The only difference between quadratic maps and quadratic forms is the insistence on the codomain $N$ instead of a $K$ . So in this way every quadratic form is a special case of a quadratic map. Most of the properties for quadratic forms apply to quadratic maps as well. For instance, if $K$ has no 2-torsion ($2x=0$ implies $x=0$ ) then $$ 2c(x,y)=q(x+y)-q(x)-q(y) $$ defines a symmetric $K$ -bilinear map $c:M\times M\to N$ with $c(x,x)=q(x)$ . In particular if $1/2\in K$ then $c(x,y)=\frac{1}{2}b(x,y)$ . This definition is one instance of a polarization (i.e.: substituting a single variable in a formula with $x+y$ and comparing the result with the formula over $x$ and $y$ separately.) Continuing without $2$ -torsion, if $b$ is a symmetric $K$ -bilinear map (perhaps not a form) then defining $q_b(x)=b(x,x)$ determines a quadratic map since $$ q_b(\alpha x)=b(\alpha x,\alpha x)=\alpha^2 b(x,x)=\alpha^2 q(x $$ and $$ q_b(x+y)-q_b(x)-q_b(y) =b(x+y,x+y)-b(x,x)-b(y,y)=b(x,y)+b(y,x)=2 b(x,y) $$ Have have no $2$ -torsion we can recover $b$ form $q_b$ . So in odd and 0 characteristic rings we find symmetric bilinear maps and quadratic maps are in 1-1 correspondence.

An alternative understanding of $b$ is to treat this as the obstruction to $q$ being an additive homomorphism. Thus a submodule $T$ of $M$ for which $b(T,T)=0$ is a submodule of $M$ on which $q|_T$ is an additive homomorphism. Of course because of the first condition, $q$ is semi-linear on $T$ only when $\alpha\mapsto \alpha^2$ is an automorphism of $K$ , in particular, if $K$ has characteristic 2. When the characteristic of $K$ is odd or 0 then $q(T)=0$ if and only if $b(T,T)=0$ simply because $q(x)=b(x,x)$ (or up to a $1/2$ multiple depending on conventions).
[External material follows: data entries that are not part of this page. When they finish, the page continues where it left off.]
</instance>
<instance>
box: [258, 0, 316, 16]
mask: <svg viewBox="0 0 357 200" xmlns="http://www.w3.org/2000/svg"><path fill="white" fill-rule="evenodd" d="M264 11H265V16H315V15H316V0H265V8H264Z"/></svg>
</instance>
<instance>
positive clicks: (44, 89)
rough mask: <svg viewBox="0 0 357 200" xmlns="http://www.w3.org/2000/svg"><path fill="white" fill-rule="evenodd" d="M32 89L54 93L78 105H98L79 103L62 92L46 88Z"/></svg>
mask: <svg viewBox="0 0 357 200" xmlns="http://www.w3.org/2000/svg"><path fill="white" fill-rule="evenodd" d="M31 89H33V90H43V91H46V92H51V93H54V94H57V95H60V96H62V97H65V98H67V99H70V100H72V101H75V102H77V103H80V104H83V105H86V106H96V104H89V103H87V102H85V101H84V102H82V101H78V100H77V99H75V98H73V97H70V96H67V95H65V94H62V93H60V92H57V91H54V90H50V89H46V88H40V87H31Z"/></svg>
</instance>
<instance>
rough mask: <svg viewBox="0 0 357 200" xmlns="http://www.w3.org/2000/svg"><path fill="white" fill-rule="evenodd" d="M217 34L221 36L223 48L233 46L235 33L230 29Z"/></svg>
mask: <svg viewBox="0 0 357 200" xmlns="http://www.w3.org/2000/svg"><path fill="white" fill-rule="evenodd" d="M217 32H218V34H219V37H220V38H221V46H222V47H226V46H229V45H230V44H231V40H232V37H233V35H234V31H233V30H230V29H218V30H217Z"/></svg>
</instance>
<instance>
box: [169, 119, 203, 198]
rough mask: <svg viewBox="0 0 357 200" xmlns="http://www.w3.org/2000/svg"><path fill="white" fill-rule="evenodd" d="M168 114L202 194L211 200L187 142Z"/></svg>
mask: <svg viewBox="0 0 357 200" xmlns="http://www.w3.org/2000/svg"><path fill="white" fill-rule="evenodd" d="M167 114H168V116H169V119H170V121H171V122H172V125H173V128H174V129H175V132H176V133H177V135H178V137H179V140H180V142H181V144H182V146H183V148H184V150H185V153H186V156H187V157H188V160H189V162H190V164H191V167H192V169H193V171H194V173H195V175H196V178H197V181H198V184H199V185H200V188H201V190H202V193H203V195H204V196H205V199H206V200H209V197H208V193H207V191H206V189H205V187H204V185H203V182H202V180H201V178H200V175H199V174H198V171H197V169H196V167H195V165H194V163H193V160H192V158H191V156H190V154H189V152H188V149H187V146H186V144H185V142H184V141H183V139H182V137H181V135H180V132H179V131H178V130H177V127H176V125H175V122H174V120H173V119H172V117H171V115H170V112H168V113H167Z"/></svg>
However, in characteristic 2 it is possible for $b(T,T)=0$ yet $q(T)\neq 0$ . For instance, we can have $q(x)\neq 0$ yet $b(x,x)=q(2x)-q(x)-q(x)=0$ . This is summed up in the following definition:

A subspace $T$ of $M$ is called totally singular if $q(T)=0$ and totally isotropic if $b(T,T)=0$ . In odd or 0 characteristic, totally singular subspaces are precisely totally isotropic subspaces.